What’s heard in Moscow stays in Moscow
by Tom Sullivan
Pullman House, former site of the Soviet Embassy, 16th St. NW. (Source: Library of Congress, Historic American Buildings Survey).
The acting president of the United States damned sure doesn’t want anyone examining his tax records. He’s fought tooth-and-nail in court to keep investigators from seeing what he promised repeatedly during his 2016 campaign he would share with the public.
But secure his telephone conversations? Nah! From the Washington Post:
President Trump has routinely communicated with his personal lawyer, Rudolph W. Giuliani, and other individuals speaking on cellphones vulnerable to monitoring by Russian and other foreign intelligence services, current and former U.S. officials said.
Phone records released this week by the House Intelligence Committee revealed extensive communications between Giuliani, unidentified people at the White House and others involved in the campaign to pressure Ukraine, with no indication that those calls were encrypted or otherwise shielded from foreign surveillance.
The revelations raise the possibility that Moscow was able to learn about aspects of Trump’s attempt to get Ukraine to investigate a political rival months before that effort was exposed by a whistleblower report and the impeachment inquiry, officials said.
But, hey, it’s not like the Deep State is listening in, right?
Trump is not identified by name in the House phone records, but investigators said they suspect he may be a person with a blocked number listed as “-1” in the files. And administration officials said separately that Trump has communicated regularly with Giuliani on unsecured lines.
“It happened all the time,” said one former senior aide, who noted that Giuliani had a range of foreign clients.
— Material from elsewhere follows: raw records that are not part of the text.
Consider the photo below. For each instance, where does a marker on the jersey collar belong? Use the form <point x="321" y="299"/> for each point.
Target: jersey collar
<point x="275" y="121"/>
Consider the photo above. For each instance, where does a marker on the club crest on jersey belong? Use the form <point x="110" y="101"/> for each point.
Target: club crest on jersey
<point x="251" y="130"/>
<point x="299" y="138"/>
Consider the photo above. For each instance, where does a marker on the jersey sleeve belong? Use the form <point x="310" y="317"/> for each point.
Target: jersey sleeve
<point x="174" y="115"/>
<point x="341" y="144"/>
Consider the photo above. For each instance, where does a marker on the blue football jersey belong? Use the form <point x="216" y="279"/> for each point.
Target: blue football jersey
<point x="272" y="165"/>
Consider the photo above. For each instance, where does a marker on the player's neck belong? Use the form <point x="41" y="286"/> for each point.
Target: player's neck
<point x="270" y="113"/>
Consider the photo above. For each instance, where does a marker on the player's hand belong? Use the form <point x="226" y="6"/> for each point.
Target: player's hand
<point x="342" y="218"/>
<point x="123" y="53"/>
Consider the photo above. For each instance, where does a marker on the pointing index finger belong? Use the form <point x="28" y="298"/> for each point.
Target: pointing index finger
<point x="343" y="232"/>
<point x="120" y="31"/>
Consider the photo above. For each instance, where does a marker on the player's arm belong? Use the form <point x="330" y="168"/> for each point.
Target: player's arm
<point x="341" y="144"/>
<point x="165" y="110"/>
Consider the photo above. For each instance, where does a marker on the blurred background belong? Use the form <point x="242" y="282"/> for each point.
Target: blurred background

The disclosures provide fresh evidence suggesting that the president continues to defy the security guidance urged by his aides and followed by previous incumbents — a stance that is particularly remarkable given Trump’s attacks on Hillary Clinton in the 2016 presidential campaign for her use of a private email account while serving as secretary of state.
Weakness is a cardinal sin for conservatives, as it was for Trump’s mentor, Roy Cohn. Attack, counterattack and never apologize. A consistent criticism Republicans level against Democrats is they are weak. Weak on crime. Weak on defense, etc. Donald Trump fixates on projecting strongliness. It’s one of his many tells.
Thus, it is stunning that Trump-the-paranoid is so slack about his communications. Fellow trust-fund baby, Jared Kushner, proposed using a secure room at the Russian embassy to shield his communications from prying ears. Of course, those were American prying ears.
An indelible childhood memory from my first visit to Washington, D.C. was seeing the top of the Soviet embassy bristling with antennae (similar to above). The Russian embassy’s new digs on Wisconsin Avenue are more discreet about their communications gear.
Embassy of Russia in Washington DC. Russia. Photo: Aaron Siirila via Wikipedia (CC BY-SA 2.5).
Seeing as prominent GOP leaders now parrot Russian talking points, perhaps, as David Rothkopf told Greg Sargent, “Trump, his administration and the GOP have made a conscious choice to align themselves with Putinism … It is not unwitting.”
“Putinism,” Sargent writes, is a worldwide movement “that allies various ethno-nationalist and illiberal authoritarian leaders against Western liberal democracy, the rule of law, international institutions and the commitment to empiricism in the face of disinformation.”
When I first set eyes on the Soviet embassy, Pete Seeger was singing “Which Side Are You On?” about unions and G.O.P. hawks were warning us about Russian propaganda. Now they’re trafficking in it, and it’s less clear which side they are on.